That Dangling White Cord Could Tempt a Theft
Recently a friend had several car break-ins in his neighborhood. The neighbors were very distressed.
Usually, you want the neighbors gathering for a barbecue grill out or just hanging around the fence and catching up. You don’t want to be comparing horror stories about your home security.
According to FBI, more than 689,527 thefts of motor vehicles occurred nationwide in 2014. More than $4.5 billion was lost nationwide to motor vehicle thefts in 2014 with the average dollar loss being $835. An additional $553 in vehicle accessories were reported stolen, including items such as hubcaps, wheel covers and radios, and even side-view mirrors.
So my friend’s neighbors were concerned that the even though many of their cars are equipped with alarm systems, the thieves are getting smarter.

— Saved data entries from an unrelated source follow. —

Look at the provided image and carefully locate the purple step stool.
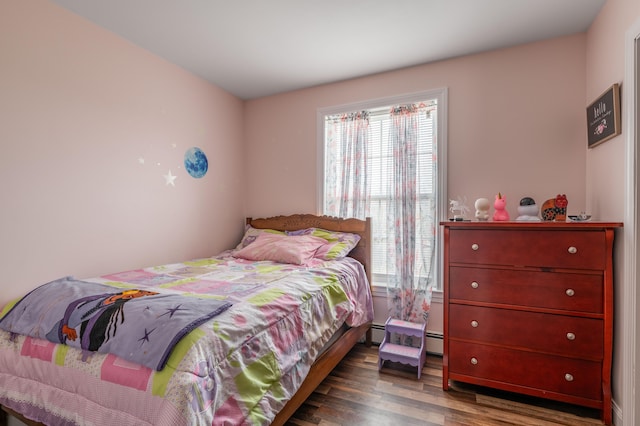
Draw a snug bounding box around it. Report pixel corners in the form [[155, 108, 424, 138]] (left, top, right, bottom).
[[378, 317, 427, 379]]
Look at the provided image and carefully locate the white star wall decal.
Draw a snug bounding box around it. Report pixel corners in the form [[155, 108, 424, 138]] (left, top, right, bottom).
[[164, 170, 177, 187]]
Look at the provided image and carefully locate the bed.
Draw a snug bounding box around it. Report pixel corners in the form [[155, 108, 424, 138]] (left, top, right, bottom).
[[0, 214, 373, 426]]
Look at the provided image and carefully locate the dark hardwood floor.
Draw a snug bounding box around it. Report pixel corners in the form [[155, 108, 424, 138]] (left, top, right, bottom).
[[287, 343, 603, 426]]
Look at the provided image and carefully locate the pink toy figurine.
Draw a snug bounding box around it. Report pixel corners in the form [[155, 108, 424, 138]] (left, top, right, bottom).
[[493, 193, 510, 221]]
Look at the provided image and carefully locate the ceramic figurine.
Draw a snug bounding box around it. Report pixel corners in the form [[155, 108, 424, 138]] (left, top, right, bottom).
[[541, 194, 569, 221], [516, 197, 541, 221], [474, 198, 490, 221], [493, 193, 510, 221]]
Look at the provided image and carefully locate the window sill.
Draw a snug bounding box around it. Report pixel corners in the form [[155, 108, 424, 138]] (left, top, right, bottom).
[[371, 284, 443, 303]]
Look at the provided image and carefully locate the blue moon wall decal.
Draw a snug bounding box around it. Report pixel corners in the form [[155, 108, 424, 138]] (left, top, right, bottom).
[[184, 147, 208, 178]]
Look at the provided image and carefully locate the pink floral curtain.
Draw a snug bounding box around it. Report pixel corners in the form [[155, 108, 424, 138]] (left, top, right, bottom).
[[324, 111, 370, 219], [386, 104, 434, 324], [324, 104, 435, 327]]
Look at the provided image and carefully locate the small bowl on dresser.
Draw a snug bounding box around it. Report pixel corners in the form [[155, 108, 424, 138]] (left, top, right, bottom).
[[568, 215, 592, 222]]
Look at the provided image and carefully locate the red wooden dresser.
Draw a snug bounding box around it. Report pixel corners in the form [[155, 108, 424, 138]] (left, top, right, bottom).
[[441, 221, 622, 425]]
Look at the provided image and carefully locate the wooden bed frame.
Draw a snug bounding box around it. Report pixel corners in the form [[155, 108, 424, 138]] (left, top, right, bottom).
[[1, 214, 373, 426]]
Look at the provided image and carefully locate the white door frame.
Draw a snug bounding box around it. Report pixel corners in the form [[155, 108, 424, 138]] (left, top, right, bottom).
[[622, 17, 640, 426]]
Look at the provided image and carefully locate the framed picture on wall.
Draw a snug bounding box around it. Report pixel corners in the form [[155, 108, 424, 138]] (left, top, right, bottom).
[[586, 83, 621, 148]]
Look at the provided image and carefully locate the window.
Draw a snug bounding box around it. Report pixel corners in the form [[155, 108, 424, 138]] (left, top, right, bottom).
[[318, 89, 448, 290]]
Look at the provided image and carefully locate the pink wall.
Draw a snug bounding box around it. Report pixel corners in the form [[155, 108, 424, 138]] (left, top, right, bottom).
[[3, 0, 635, 420], [585, 0, 640, 420], [244, 34, 588, 221], [243, 33, 589, 360], [586, 0, 639, 221], [0, 0, 245, 306]]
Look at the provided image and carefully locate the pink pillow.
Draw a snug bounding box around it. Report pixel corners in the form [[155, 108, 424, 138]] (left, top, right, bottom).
[[235, 225, 285, 250], [286, 228, 361, 260], [233, 233, 327, 265]]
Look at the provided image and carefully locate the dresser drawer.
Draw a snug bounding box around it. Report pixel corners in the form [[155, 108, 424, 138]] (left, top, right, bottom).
[[448, 229, 606, 269], [449, 304, 604, 358], [449, 340, 602, 401], [449, 266, 603, 313]]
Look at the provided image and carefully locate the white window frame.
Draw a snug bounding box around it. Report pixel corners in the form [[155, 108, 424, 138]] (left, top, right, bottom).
[[316, 88, 448, 291]]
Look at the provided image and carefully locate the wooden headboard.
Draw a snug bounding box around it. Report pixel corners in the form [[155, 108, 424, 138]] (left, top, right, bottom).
[[246, 214, 372, 285]]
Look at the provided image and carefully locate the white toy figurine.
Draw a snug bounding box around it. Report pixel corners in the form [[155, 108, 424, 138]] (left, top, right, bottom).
[[516, 197, 541, 221], [474, 198, 490, 221]]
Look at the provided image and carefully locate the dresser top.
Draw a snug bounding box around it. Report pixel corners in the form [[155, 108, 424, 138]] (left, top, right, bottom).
[[440, 221, 623, 230]]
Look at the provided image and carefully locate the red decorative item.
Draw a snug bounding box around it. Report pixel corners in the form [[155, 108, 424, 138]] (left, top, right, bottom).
[[541, 194, 568, 221]]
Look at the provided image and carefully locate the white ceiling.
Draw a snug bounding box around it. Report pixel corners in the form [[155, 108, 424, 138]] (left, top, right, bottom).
[[51, 0, 606, 100]]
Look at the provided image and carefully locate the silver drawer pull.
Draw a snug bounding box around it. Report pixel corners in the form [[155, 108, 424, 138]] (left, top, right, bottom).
[[471, 320, 479, 328], [565, 288, 575, 297], [471, 281, 479, 289], [568, 246, 578, 254], [564, 373, 574, 382], [471, 243, 479, 251], [470, 357, 478, 365], [566, 332, 576, 341]]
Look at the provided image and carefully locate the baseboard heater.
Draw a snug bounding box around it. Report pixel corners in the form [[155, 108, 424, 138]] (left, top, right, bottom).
[[368, 322, 443, 355]]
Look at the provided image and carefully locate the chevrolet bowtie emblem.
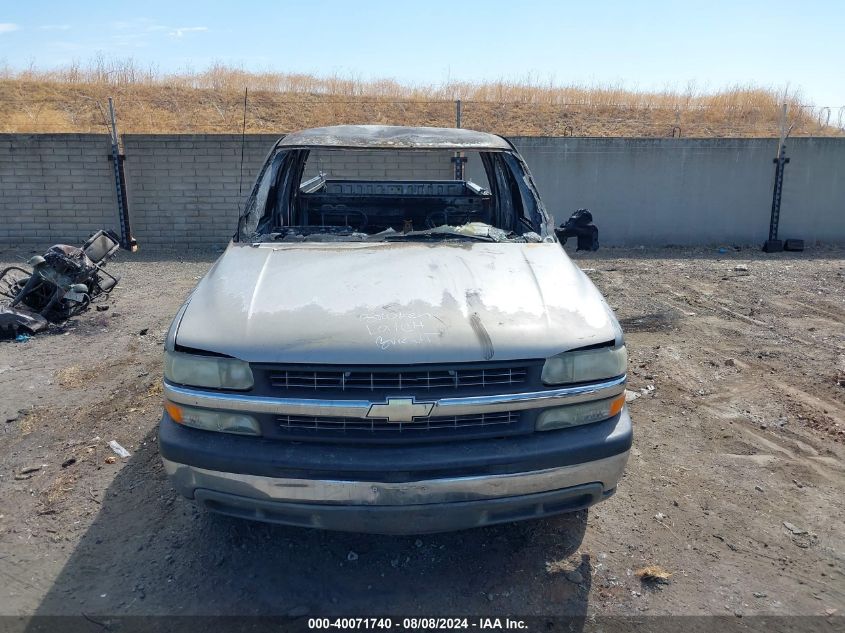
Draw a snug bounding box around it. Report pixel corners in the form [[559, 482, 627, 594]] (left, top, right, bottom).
[[366, 397, 436, 423]]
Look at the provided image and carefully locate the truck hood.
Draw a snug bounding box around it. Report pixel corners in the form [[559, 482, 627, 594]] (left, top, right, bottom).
[[175, 242, 620, 364]]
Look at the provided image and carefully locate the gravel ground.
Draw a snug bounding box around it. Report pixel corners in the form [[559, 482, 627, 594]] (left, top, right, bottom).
[[0, 245, 843, 624]]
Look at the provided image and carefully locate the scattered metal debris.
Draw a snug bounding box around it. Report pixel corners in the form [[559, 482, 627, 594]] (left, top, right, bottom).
[[783, 521, 807, 535], [0, 309, 47, 337], [15, 465, 43, 480], [626, 385, 656, 402], [108, 440, 131, 458]]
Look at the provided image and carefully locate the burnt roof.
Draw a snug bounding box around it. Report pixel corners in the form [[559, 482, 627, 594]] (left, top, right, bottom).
[[276, 125, 512, 150]]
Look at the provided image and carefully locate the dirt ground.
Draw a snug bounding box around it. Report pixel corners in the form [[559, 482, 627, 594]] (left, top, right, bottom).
[[0, 245, 843, 625]]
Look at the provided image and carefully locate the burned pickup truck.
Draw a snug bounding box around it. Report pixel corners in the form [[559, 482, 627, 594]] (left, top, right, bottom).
[[159, 125, 629, 533]]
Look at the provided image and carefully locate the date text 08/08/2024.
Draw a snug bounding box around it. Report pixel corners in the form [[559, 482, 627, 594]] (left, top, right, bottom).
[[307, 618, 529, 630]]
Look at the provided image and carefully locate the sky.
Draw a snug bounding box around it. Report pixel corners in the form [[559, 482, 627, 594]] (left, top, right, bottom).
[[0, 0, 842, 106]]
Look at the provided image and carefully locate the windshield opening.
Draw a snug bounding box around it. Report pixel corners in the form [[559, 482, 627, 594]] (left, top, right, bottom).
[[238, 146, 548, 243]]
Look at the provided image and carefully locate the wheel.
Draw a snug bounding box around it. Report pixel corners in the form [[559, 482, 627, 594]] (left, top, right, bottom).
[[0, 267, 31, 300]]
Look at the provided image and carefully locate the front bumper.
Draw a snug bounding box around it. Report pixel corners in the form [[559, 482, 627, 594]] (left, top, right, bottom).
[[159, 407, 631, 533]]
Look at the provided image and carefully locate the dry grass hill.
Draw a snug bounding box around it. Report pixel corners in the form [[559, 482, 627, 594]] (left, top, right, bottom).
[[1, 60, 842, 137]]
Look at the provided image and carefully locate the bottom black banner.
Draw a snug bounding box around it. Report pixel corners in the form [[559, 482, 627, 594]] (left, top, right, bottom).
[[0, 616, 841, 633]]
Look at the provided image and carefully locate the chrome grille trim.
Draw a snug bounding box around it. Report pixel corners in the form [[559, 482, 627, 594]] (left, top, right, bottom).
[[267, 366, 529, 392], [163, 375, 627, 419], [277, 411, 518, 433]]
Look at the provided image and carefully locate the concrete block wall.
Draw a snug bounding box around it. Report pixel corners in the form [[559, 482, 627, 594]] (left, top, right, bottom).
[[511, 137, 845, 245], [0, 134, 118, 245], [0, 133, 843, 249], [122, 134, 279, 246], [778, 138, 845, 244]]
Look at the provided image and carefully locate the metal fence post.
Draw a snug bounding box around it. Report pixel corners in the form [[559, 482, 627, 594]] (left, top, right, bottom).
[[763, 103, 791, 253], [107, 98, 137, 251], [451, 99, 466, 179]]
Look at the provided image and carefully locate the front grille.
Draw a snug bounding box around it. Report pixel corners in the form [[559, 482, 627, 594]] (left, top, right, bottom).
[[255, 361, 541, 442], [277, 411, 518, 433], [267, 366, 528, 392]]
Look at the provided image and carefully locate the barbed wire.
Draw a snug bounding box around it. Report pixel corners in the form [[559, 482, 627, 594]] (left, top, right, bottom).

Frank Scafidi of the National Insurance Crime Bureau says that thieves are now using “scanner boxes” to override keyless entry systems.
It can take a $2 piece of equipment from the hardware store to efficiently shatter a back window. A car alarm doesn’t go off when you break a window, only when you open a door.
Often thieves target cars based on something simple like a dangling white cord. A Jansport bag on the floor of the backseat may be bursting with last week’s dirty gym clothes – or a PS4. Jackets are also a big thing – it could mean a wallet is in the pocket.
Here’s the best way to help prevent car break-ins:
- Always lock your car doors. One of the neighbors who were involved didn’t have her car doors locked. She thought the vehicle was safe since it was in the driveway.
- Don’t leave valuables in your car. Take items – smartphone, tablet, even headphones – with you even if you’re just running into the store for a few things.
- If you have a GPS place them in the glove compartment or under a seat. And it’s even advisable to carry some wet nap wipes in the glove compartment to wipe away the “sticker ring” or suction cup marks as this can alert thieves to a GPS being in the car and tempt them to break-in even though the GPS isn’t visible in the window.
As the neighbors gathered to talk about their recent string of thefts, one neighbor pointed out that he had seen suspicious looking youths walking down the street and peering into vehicles.
It’s always good to file a police report if you discover your car has been broken into. However, don’t move the vehicle before you call the police. Document the scene as it is. You’ll need the police report if you plan to file an insurance claim.
Car break-ins are a hassle to deal with and can be unsettling. But by helping keep a neighborhood watch and taking the above precautions you can add an extra layer of home security.